Os sacerdotes e os fiéis que fazem parte dos Legionários de Cristo ou do seu ramo leigo, a Regnum Christi, são as primeiras vítimas. Tirando um punhado de cúmplices e lacaios, o seu compromisso sincero e generoso não pode ser posto em questão. 

As medidas cautelares podem parecer justas para salvar o que pode ser uma rede da maior envergadura, em que muitas coisas boas foram feitas. E parece que é  nesse sentido que os esforços devem ser vistos.
Mas não se pode pretender ‘refundar’ uma casa que tem, sob belas paredes, fundações tão ruins.

Concordo aqui com o norte-americano George Weigel, um católico conservador, durante muito tempo próximo desta congregação e biógrafo autorizado de João Paulo II. Como ele, também penso que deveríamos dissolver os Legionários de Cristo e propor àqueles que o desejarem entrar no clero diocesano ou em outras ordens religiosas.
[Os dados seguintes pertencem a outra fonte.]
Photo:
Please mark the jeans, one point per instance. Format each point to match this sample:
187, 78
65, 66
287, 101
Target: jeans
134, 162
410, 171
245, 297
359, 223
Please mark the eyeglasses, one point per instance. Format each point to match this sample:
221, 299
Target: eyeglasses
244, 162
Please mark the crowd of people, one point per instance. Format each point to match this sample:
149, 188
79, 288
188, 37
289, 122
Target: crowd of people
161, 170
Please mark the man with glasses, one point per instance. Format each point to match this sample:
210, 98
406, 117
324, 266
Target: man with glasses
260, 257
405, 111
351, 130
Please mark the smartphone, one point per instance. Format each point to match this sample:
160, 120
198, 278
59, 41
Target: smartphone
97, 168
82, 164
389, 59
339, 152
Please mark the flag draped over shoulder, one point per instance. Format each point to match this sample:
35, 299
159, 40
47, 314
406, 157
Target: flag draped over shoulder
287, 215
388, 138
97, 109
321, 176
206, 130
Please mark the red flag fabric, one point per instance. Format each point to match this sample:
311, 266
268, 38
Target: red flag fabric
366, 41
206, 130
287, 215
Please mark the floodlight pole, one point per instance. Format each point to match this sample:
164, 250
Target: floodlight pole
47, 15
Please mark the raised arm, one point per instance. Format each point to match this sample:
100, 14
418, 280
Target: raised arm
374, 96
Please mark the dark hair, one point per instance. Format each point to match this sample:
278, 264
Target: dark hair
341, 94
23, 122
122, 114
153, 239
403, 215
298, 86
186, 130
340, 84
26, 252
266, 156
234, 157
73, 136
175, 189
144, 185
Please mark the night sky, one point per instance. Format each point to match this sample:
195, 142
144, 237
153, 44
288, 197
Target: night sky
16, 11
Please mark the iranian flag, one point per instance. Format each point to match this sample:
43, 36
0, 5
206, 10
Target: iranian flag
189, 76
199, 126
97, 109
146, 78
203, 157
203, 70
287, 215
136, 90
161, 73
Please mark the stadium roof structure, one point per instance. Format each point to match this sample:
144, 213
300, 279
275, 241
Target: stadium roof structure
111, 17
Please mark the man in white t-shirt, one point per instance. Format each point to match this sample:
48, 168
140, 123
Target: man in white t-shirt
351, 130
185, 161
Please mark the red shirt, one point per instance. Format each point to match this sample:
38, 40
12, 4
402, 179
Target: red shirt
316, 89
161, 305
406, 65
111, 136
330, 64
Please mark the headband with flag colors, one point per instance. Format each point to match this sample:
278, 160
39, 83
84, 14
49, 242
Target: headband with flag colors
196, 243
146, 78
Em seguida, um pequeno grupo, talvez, poderia criar algo diferente, sobre outras bases que não aquelas do sigilo, do poder e do dinheiro.

Por que eu sou tão radical? Em parte por causa do contexto. O catolicismo atravessa uma crise de credibilidade. O processo feito sistematicamente contra a Igreja tem algo de irritante, e eu já escrevi sobre isso. Mas nossa época rebelde à moral é puritana à sua maneira. Ela é menos tolerante à contradição entre um discurso virtuoso e uma prática ineficiente viciada ou viciosa. Isto, ela está exigindo um preço bem alto.

Mas Bento XVI assumiu um papel ingrato e corajoso ao tentar cortar o abscesso dos escândalos de pedofilia ou, mais recentemente, ao criar uma comissão da verdade sobre as “aparições” de Medjugorje.

A impressionante pesquisa de Jean Mercier, na La Vie, mostra como o ainda cardeal Ratzinger quis fazer a limpeza entre os Legionários, mas foi impedido por conta do apoio que o seu fundador havia granjeado nas fileiras de um João Paulo II envelhecido. Ratzinger deve agora ir até o final.

E tem mais. Todas as grandes ordens religiosas estão assentadas sobre o carisma de um santo ao qual é preciso continuamente voltar para se refontalizar. Mas, aqui, o santo é um impostor, cuja adoração derivou em idolatria. Os Legionários não se desviaram, mas trabalharam desde os primeiros anos sobre uma mentira, uma cultura da dissimulação dessa mentira e sobre o culto do gênio de um mentiroso.

De uma perversão tão diabólica não pode surgir nada que seja evangélico. Não se pode ‘desmacielisar’ [de Maciel] os Legionários de Cristo como não se pode ‘desestalinizar’ [de Stalin] ou ‘desleninisar’ [de Lênin] o comunismo. Não podemos fundar um futuro sobre uma pintura retocada ou sobre um buraco.